Haake's voice is a lyrical one twisting and teasing words into long sentences and paragraphs that sometimes feel as though they have been minutely measured and weighed for perfection. It's a good thing this voice is so searing, as it tends to dominate the novel. We move between several different voices. None of these feel particularly distinctive from one another -- Haake is no Faulkner. And yet, because the author is so brilliant at tapping into fears and unlocking memories that feel vibrant and personal to all of us, it's hard not to feel this book penetrating to the core. At its essence, the book is about the world itself, and how it controls and acts upon the tiny characters within it. As such, it makes perfect sense that the protagonists should, at times become indistinguishable from one another.

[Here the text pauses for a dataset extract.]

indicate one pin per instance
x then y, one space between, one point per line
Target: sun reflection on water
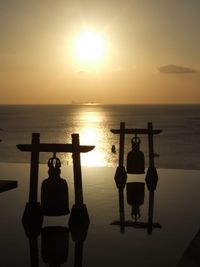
92 131
92 134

This isn't a flawless novel. Some of the more finely wrought passages can feel slightly overblown and readers who don't like a challenge may struggle to survive until the end. Also, some of the details remain a little vague and obscure. At time, we're not really sure what the characters are doing. This sense of dislocation might be partly intentional, and Haake clearly intends us to feel as though we, too, are lost, helplessly groping around for meaning. Answers may prove hard to come by. Scintillating prose and innovative plot, though, are here in considerable quantity.